Sexual Assault: how to report it
UP’s code of conduct related to the handling of sexual assault aims to provide a framework of procedures that will be undertaken to deal with cases of sexual assault. Students can access the code of conduct on the handling of sexual harassment on UP’s website and their student portals.
Reporting sexual harassment at UP:
The first step in reporting sexual assault involves approaching either a Student Council Member Tel: 012 366 9800, Protection officer, Mrs E Gardiner from the Legal Services Division (Tel: 012 420 3073), or a member of the Support Panel. Following the consultation with any of these members, the complainant has the choice of pursuing mediation if an agreement is reached, or of going through with a disciplinary procedure.

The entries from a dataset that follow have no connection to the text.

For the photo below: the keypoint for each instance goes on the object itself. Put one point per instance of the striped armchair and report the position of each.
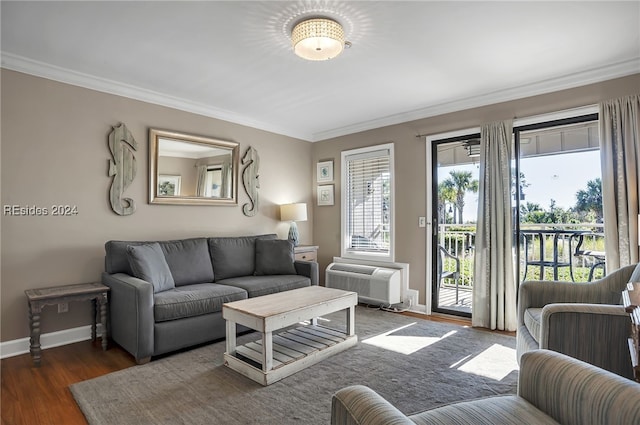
(552, 388)
(582, 320)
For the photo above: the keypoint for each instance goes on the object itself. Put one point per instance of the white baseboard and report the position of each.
(48, 340)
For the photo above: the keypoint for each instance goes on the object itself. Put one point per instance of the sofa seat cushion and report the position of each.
(194, 300)
(532, 322)
(495, 410)
(264, 285)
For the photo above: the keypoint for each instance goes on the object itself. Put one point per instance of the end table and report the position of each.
(38, 298)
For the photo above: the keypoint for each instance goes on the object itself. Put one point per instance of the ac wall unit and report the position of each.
(374, 285)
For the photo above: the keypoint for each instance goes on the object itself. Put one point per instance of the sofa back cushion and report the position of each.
(188, 260)
(274, 256)
(234, 256)
(148, 263)
(116, 259)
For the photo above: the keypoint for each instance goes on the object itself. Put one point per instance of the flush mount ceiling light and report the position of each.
(473, 148)
(318, 39)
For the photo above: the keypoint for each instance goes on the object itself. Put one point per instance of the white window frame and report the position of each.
(346, 251)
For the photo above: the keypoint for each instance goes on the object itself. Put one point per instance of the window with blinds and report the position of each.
(367, 201)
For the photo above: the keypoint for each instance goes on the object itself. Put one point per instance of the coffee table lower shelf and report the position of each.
(293, 350)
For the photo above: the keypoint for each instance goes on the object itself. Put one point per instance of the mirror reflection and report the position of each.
(189, 169)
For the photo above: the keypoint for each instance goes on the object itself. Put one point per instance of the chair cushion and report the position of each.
(148, 263)
(532, 322)
(274, 256)
(495, 410)
(194, 300)
(264, 285)
(188, 260)
(234, 256)
(635, 276)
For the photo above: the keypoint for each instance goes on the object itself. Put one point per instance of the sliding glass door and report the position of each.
(454, 214)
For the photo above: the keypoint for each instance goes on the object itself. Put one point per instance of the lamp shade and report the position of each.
(317, 39)
(293, 212)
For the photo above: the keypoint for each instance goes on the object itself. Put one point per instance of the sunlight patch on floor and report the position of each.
(403, 344)
(496, 362)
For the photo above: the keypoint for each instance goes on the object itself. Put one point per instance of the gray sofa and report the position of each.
(552, 389)
(168, 295)
(582, 320)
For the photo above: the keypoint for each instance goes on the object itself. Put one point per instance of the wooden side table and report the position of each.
(306, 253)
(631, 302)
(38, 298)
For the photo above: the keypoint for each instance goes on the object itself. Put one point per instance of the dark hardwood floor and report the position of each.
(32, 395)
(40, 395)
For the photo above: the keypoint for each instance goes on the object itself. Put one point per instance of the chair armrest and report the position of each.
(607, 290)
(131, 313)
(574, 392)
(308, 269)
(594, 333)
(357, 404)
(537, 294)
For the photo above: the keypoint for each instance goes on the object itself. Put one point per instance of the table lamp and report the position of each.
(293, 213)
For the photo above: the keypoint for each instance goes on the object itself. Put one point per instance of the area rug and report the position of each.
(415, 364)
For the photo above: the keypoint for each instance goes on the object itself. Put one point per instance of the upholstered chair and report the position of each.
(583, 320)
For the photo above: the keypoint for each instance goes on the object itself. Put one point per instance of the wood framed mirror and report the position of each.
(186, 169)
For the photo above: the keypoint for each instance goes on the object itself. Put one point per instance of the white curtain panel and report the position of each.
(201, 187)
(494, 287)
(620, 156)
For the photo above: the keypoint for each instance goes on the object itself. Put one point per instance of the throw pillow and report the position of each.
(148, 263)
(274, 256)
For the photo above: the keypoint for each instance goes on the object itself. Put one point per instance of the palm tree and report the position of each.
(446, 193)
(463, 182)
(590, 200)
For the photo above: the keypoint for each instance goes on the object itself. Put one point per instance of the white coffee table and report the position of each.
(277, 356)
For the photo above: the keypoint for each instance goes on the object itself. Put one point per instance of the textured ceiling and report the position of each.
(233, 60)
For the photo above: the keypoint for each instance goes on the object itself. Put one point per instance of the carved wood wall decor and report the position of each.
(250, 180)
(122, 167)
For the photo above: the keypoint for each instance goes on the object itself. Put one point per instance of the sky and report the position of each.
(556, 177)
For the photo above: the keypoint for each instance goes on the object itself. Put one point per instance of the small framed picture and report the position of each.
(169, 185)
(325, 171)
(325, 194)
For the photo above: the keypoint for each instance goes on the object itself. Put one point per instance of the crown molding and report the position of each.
(596, 75)
(68, 76)
(64, 75)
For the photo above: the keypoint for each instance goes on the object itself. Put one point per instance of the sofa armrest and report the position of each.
(357, 404)
(574, 392)
(131, 314)
(308, 269)
(594, 333)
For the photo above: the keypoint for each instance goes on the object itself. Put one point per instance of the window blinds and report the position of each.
(368, 201)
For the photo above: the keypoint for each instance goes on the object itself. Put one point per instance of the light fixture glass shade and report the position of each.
(473, 148)
(318, 39)
(293, 212)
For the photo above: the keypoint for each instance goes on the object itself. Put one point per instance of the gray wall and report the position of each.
(55, 151)
(410, 161)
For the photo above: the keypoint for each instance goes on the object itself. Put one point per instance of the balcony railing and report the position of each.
(567, 252)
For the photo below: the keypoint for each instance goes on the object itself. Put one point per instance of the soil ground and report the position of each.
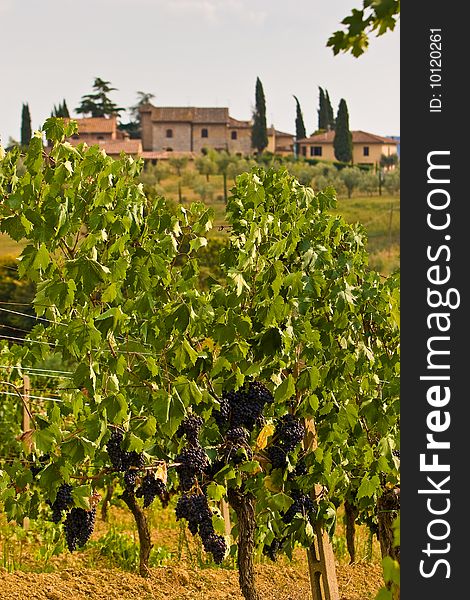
(100, 570)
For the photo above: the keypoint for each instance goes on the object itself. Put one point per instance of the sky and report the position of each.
(194, 53)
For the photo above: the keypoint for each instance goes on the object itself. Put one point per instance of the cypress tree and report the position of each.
(26, 132)
(65, 110)
(259, 132)
(342, 143)
(322, 111)
(329, 111)
(300, 132)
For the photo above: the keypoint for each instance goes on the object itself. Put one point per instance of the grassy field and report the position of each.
(34, 563)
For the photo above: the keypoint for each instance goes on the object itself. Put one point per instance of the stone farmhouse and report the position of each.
(367, 147)
(192, 129)
(173, 131)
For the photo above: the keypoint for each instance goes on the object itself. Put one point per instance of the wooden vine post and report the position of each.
(321, 560)
(26, 422)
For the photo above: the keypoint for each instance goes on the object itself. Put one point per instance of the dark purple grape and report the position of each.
(79, 525)
(150, 488)
(62, 502)
(193, 462)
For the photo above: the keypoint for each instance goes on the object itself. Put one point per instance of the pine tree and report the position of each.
(330, 113)
(99, 104)
(322, 111)
(259, 132)
(26, 132)
(300, 132)
(342, 142)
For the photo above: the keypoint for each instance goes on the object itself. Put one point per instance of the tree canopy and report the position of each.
(98, 104)
(376, 16)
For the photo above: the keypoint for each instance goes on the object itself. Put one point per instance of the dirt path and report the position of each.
(356, 582)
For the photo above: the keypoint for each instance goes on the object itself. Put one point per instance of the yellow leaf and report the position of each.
(263, 436)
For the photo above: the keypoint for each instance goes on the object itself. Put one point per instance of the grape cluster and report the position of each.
(289, 432)
(190, 427)
(243, 407)
(36, 467)
(302, 504)
(151, 487)
(195, 509)
(120, 459)
(193, 462)
(235, 439)
(79, 525)
(62, 502)
(130, 478)
(271, 550)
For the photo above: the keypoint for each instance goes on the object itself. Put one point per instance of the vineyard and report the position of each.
(173, 430)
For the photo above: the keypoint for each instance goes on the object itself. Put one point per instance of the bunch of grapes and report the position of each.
(36, 467)
(120, 459)
(78, 526)
(243, 407)
(302, 504)
(195, 509)
(235, 439)
(271, 550)
(289, 433)
(62, 502)
(151, 487)
(193, 462)
(130, 478)
(190, 427)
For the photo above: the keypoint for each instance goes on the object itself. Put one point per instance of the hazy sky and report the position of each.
(193, 52)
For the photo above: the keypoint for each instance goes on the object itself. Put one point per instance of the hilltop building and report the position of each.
(367, 147)
(192, 129)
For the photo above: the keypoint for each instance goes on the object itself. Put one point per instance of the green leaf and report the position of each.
(368, 487)
(285, 390)
(215, 491)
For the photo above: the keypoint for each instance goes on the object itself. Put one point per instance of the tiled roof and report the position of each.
(359, 137)
(272, 130)
(158, 155)
(114, 147)
(189, 114)
(236, 123)
(96, 125)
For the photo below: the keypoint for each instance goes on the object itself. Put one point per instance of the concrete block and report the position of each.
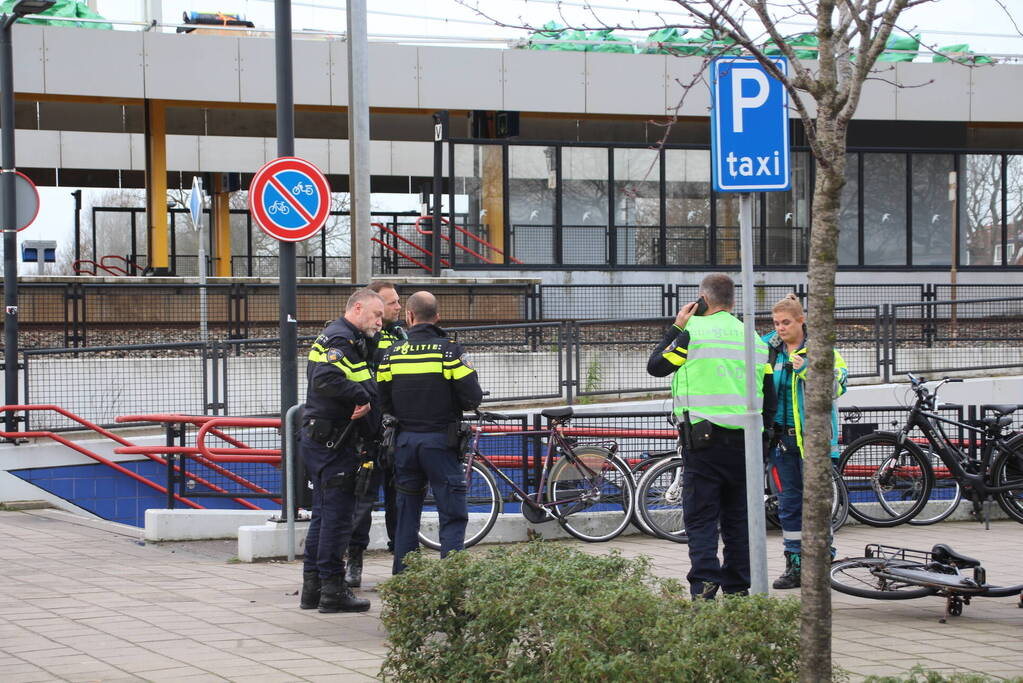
(189, 525)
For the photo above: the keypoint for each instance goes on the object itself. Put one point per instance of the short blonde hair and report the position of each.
(789, 304)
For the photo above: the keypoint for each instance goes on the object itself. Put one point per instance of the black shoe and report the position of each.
(310, 590)
(353, 577)
(793, 573)
(337, 596)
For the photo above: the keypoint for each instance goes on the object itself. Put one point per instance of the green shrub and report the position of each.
(541, 611)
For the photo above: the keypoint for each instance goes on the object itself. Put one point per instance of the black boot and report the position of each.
(337, 596)
(310, 590)
(353, 577)
(793, 571)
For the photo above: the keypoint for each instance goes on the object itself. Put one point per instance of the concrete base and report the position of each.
(189, 525)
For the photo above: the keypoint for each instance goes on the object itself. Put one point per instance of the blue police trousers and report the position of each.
(713, 498)
(423, 457)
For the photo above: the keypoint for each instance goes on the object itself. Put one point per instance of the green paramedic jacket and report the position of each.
(709, 381)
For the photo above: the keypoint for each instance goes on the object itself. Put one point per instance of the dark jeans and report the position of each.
(713, 498)
(330, 527)
(423, 458)
(364, 511)
(789, 463)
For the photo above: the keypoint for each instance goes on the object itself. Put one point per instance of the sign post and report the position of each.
(195, 201)
(750, 153)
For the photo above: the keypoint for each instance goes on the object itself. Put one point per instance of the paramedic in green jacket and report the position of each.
(704, 351)
(788, 358)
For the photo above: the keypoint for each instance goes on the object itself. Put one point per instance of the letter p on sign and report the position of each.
(749, 126)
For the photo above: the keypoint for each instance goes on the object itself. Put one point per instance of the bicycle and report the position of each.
(584, 487)
(889, 573)
(890, 477)
(659, 497)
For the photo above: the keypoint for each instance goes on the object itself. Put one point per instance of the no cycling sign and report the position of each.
(290, 198)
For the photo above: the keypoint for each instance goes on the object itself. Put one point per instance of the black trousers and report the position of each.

Process of reporting sexual assault at the police station:
Complainants of sexual assault are first interviewed by a police official at the Community Service Centre to get the basic details of the incident. After this, a written statement is obtained. Brooklyn SAPS Media Communications Officer, Captain Colette Weilbach, asserts that “statements with regard to Gender-Based Violence and other sensitive cases are taken in private in a Victim Friendly Room (VFR)”. After the statement has been taken by a police officer, it is required that the complainant reads through the statement before signing it.
A detective from the Family Violence, Child Protection and Sexual Offences Investigation Unit (FCS) is responsible for conducting the investigation. Captain Weilbach explains that in some instances “a police official may attend the crime scene [and] where possible more statements will be obtained”. The suspect is arrested immediately if their identity is known (minor common assault cases are the exception to this mode of operation). Victims are then referred to a medical examination to obtain a medical report for the case.
Case follow-ups by the complainant:
Once a crime has been reported, it is registered in the Crime Administration System (CAS). The CAS number that is subsequently generated is forwarded to the complainant via SMS. This CAS number is used to direct any enquiries regarding the case. Captain Weilbach ascertains that “if you are a victim of crime, you are entitled to receive continuous feedback on your case. Any changes of addresses or contact details must be communicated to the investigation officer to make feedback possible”.
After the investigation has been concluded:
Once the detective completes the investigation, the docket is presented to the court for prosecution. The prosecutor makes the decision to go forward with prosecution provided there is sufficient evidence. In cases where this criteria is not fulfilled, the prosecutor may direct the detective “to further investigate the case or withdraw charges for various reasons”. Captain Weilbach explains that “if any member of the community is not satisfied with the investigation process or with the service from the police they can approach the Head of Detectives or the Station Commander.” After the prosecution is underway, the complainant is notified by the detective to attend the court hearing.
Victim support services:
All police stations in South Africa provide free victim support services. Captain Weilbach explains that “the Monami Trauma Troops are trained volunteers that are providing emotional assistance to people affected by crime and trauma in the Brooklyn policing precinct. They are not counsellors but are a friend in need who can lend an ear during a traumatic period”. The 24-hour emergency contact number for Monami Trauma Troops is 073 653 4497. This support service is free.
On behalf of the Brooklyn SAPS, Captain Weilbach urges communities “to play their role by reporting any suspicious persons, vehicles, or circumstances to the police immediately by phoning the 10111 emergency-number”. Any information relating to crime can be given to the police anonymously by phoning 08600 10111 or by using the My SAPS app.